Tirer le meilleur du pire
« Le monde entier est face à une crise. Personne ne peut
nier que l’Egypte sera touchée, mais ce qui importe est que
nous possédions les solutions pour limiter les dégâts. Nous
devons avoir confiance dans notre capacité à surmonter la
crise actuelle ». C’est par ces propos que le ministre des
Finances, Youssef Boutros-Ghali, a entamé son discours lors
de la 16e conférence Euromoney qui a eu lieu lundi et mardi
derniers, à l’hôtel Semiramis Intercontinental du Caire.

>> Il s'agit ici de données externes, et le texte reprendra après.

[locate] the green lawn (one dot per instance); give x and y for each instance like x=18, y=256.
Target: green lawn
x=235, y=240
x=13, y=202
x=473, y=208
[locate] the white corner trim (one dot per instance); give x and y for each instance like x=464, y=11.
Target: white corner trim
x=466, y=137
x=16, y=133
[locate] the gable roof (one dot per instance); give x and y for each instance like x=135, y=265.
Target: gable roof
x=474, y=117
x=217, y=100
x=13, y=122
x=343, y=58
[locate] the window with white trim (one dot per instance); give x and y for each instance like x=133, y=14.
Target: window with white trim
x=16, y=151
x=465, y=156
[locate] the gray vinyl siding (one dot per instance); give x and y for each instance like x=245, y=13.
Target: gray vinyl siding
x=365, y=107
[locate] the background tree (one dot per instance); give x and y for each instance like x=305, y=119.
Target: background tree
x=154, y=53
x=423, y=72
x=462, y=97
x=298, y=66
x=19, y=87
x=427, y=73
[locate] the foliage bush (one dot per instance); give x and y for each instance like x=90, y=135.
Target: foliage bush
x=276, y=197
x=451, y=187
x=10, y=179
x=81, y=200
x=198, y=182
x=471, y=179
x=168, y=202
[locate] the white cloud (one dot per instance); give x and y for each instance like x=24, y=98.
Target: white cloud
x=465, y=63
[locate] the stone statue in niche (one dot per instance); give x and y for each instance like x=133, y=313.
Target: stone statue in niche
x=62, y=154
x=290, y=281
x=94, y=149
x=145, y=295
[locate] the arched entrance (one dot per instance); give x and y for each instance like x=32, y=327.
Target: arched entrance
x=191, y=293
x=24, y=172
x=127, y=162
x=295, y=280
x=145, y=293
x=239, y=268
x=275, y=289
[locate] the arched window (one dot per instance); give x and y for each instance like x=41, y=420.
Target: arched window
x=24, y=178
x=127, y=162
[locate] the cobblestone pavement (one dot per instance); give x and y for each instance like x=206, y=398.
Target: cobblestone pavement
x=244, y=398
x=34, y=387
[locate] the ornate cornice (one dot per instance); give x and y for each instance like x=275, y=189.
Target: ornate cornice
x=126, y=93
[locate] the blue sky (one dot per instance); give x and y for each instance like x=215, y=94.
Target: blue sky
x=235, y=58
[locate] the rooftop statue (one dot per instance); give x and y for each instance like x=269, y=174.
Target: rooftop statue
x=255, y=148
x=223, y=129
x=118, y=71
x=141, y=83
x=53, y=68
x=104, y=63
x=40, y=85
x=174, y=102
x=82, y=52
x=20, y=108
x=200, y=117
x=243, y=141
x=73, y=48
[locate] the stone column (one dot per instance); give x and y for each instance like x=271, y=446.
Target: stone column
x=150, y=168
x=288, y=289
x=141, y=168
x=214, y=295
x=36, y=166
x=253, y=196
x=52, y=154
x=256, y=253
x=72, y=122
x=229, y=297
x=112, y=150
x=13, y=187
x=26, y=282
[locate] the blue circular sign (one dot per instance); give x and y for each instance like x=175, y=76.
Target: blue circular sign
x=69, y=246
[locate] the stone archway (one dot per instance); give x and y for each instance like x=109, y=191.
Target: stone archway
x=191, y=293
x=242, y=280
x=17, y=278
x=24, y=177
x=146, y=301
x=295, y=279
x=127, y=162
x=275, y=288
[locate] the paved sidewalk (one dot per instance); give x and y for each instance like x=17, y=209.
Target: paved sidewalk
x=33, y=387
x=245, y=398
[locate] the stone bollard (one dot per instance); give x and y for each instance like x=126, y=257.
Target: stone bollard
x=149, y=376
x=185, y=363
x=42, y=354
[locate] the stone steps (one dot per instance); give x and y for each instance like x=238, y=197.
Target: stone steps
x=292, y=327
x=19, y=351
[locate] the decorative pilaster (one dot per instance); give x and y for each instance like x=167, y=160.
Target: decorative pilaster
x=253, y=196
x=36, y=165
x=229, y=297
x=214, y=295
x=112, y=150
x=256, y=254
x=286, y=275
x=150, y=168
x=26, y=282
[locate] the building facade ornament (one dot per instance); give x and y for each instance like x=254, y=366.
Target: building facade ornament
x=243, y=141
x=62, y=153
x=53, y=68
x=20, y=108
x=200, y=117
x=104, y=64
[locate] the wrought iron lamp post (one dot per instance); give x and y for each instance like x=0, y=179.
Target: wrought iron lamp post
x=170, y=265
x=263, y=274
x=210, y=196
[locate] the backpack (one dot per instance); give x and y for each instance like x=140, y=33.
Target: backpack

L’Egypte a réalisé lors de l’année fiscale 2007-2008 un taux
de croissance record de 7,2 %. Au cours des 5 dernières
années, le taux de croissance n’a en fait pas cessé
d’accroître. Mais la crise financière qui frappe le monde
entier vient menacer cette tendance. L’objectif du
gouvernement est donc en ce moment de savoir comment
protéger la croissance, et il a signalé son intention de la
maintenir aux alentours de 6 ou 7 %. Le ministre des
Finances l’a déclaré franchement : « Nous affrontons un réel
ralentissement de l’économie. Ses effets dépendront de la
manière par laquelle nous ferons face à cette récession. La
croissance mondiale est estimée cette année à 3 %, et les
pays développés s’attendent au mieux à réaliser 0 % de
croissance. Les 3 % résulteront donc des pays en voie de
développement. Nous devons saisir cette chance ». Il a
ajouté que lors de sa récente réunion à Washington avec les
ministres des Finances des 7 plus grands pays du monde, ces
derniers ont affirmé que leurs investissements étrangers
n’allaient pas changer. Ils s’orienteront même plutôt vers
les pays où le système financier sera fort et capable de
financer leurs investissements. « C’est là le défi. On doit
assurer un système financier qui attire les investissements
étrangers. Ces derniers demeurent l’un des principaux outils
pour le maintien de la croissance » , a poursuivi le
ministre.
A cet égard, le ministre de la Santé a fait une visite
surprise à la conférence pour parler à la presse étrangère.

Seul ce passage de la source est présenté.